Leur musique n’appartient qu’à elles, subtil nuancier de musique folk et soul teintée d’electronica.

Visuel de l'album Ash
Visuel de l'album Ash / Ibeyi

A l’écoute de ce second album, on entend d’abord que rien n’a changé. Parce que, sur le fond, Ibeyi est toujours ce duo de sœurs dont les voix s’enlacent sur fond de percussions, dans des chansons charnelles et mystérieuses, comme des prières légères. Mais tout a évolué. Dans la musique d’abord. Plus d’instruments, plus d’arrangements, plus de groove, de l’auto-tune, une chorale, des invités rencontrés sur la route (le saxophoniste Kamasi Washington, Chilly Gonzales, Me’shell Ndegeocello, la rappeuse espagnole La Mala) et d’autres (toutes des femmes), conviées par la magie des samples (Michelle Obama, Frida Kahlo, Claudia Rankine l’auteur de The Citizen, un livre de poèmes sur l’expérience du racisme).
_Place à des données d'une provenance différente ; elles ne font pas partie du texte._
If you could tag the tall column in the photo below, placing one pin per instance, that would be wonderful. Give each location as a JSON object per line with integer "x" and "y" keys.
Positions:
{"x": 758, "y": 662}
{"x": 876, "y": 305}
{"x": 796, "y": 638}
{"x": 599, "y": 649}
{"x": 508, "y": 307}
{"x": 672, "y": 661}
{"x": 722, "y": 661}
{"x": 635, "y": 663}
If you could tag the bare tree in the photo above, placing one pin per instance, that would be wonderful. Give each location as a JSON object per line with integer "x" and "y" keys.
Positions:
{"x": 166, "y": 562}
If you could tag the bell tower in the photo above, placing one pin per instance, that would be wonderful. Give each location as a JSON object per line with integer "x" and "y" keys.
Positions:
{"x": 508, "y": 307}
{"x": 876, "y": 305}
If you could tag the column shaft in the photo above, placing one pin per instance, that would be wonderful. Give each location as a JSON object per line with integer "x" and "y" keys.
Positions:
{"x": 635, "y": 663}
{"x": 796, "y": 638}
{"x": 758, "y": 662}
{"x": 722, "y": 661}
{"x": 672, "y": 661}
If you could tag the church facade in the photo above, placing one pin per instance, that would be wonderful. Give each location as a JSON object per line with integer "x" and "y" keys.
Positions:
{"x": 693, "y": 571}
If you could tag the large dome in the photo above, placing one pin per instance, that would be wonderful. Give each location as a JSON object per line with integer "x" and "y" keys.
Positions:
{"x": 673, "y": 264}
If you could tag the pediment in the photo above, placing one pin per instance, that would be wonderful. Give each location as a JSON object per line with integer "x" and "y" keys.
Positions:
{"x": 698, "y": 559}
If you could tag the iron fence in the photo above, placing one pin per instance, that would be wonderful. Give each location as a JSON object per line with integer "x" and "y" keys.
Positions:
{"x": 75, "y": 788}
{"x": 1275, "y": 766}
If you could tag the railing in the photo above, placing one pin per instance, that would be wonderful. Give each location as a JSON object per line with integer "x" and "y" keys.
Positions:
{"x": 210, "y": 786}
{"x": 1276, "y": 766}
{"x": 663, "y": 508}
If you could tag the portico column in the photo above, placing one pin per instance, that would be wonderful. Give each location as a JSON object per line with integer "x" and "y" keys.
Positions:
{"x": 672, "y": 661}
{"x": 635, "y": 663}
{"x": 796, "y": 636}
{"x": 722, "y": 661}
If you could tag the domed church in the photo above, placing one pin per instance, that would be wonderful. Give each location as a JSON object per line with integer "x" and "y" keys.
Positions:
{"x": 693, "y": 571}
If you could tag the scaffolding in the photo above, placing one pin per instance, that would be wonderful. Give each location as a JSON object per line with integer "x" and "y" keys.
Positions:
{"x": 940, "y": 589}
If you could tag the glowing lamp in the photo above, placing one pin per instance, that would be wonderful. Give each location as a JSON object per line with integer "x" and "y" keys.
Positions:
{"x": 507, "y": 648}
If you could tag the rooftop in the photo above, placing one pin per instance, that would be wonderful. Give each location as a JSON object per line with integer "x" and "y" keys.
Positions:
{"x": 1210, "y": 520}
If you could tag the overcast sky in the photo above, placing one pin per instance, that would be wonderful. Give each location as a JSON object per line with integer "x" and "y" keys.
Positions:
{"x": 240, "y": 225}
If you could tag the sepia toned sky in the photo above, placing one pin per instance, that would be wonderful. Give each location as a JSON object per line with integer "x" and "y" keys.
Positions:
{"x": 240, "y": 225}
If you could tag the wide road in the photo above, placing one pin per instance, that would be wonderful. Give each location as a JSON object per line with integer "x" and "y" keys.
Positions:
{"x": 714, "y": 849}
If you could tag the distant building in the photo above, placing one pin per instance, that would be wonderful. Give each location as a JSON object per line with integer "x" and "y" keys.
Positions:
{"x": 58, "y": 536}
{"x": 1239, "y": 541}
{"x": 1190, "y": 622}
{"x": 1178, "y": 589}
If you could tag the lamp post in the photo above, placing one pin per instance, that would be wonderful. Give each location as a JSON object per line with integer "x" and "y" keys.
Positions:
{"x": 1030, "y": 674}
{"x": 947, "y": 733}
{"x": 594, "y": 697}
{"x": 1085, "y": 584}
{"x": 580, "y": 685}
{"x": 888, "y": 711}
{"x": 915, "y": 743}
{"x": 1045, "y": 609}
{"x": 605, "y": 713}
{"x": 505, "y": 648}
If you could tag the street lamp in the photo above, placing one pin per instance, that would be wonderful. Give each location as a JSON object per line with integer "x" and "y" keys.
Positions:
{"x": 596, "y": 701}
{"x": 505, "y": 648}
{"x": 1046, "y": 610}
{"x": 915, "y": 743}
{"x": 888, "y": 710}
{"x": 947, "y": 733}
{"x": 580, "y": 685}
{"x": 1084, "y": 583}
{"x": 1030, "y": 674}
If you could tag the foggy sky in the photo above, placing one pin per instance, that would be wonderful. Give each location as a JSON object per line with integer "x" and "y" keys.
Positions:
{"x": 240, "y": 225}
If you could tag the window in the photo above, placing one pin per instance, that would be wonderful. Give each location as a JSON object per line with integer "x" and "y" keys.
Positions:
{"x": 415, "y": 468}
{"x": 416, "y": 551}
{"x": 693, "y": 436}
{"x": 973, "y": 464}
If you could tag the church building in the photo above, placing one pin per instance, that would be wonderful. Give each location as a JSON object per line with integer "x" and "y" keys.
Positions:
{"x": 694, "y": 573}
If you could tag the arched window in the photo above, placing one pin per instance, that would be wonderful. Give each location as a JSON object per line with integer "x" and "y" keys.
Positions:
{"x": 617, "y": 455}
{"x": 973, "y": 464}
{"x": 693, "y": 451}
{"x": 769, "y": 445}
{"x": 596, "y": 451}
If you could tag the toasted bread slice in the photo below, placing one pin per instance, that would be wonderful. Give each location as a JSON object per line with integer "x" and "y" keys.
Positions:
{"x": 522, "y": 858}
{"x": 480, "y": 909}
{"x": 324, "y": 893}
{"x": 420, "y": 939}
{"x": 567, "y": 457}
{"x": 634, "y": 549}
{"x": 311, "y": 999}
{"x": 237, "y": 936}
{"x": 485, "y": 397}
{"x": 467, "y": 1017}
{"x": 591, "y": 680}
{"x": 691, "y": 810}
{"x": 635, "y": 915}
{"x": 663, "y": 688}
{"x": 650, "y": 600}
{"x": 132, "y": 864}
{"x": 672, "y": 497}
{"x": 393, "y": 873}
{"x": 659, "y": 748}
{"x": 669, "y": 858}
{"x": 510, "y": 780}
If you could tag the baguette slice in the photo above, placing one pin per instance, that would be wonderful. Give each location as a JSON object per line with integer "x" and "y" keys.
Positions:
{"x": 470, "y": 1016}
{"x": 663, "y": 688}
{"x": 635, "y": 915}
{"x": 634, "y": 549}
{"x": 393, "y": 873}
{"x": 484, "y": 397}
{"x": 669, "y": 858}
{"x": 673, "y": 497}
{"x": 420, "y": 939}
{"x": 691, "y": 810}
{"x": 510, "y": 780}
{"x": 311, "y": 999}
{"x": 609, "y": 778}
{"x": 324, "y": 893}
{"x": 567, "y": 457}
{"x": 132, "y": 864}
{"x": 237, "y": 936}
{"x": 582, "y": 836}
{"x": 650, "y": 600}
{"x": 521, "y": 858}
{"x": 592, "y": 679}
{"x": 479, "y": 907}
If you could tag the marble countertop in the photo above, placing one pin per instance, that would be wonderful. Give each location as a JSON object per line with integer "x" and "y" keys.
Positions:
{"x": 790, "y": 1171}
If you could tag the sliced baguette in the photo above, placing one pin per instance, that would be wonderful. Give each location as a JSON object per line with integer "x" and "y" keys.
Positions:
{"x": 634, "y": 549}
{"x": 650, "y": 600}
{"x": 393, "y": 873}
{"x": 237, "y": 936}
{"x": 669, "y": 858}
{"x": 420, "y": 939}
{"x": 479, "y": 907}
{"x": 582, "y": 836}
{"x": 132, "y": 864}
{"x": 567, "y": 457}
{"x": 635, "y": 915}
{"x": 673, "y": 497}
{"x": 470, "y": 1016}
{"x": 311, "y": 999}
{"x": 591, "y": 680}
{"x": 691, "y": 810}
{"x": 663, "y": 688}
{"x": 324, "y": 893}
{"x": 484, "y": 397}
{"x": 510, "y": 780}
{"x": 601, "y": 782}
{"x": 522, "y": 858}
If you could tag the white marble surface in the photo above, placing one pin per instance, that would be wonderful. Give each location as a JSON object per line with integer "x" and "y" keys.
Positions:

Chantées en anglais, en espagnol et en yoruba, les chansons d’Ash parlent donc du racisme, des femmes indépendantes, des violences policières, du gouffre sous nos pieds, de la transmission, de la prise de conscience collective qui doit impérativement surgir des petites révolutions individuelles, du courage et du réconfort. Cet album se danse, et il s’écoute comme une longue épiphanie qui tient dans les derniers mots de la chanson Me Voy : "Quand nous fermons les yeux, seules restent les mélodies".

Le site officiel

21h | Benjamin Clementine

C'est sur la ligne 2 du métro parisien qu'est remarqué Benjamin Clementine, un multi-instrumentiste londonien installé dans la capitale française depuis deux ans quand il retient l'attention d'un producteur. Accompagné d’un piano ou de sa guitare, le jeune homme à la voix grave chante ses propres compositions teintées de soul, de folk et de blues.

Je chante ce que je dis, je dis ce que je ressens et je ressens avec honnêteté et rien d'autre.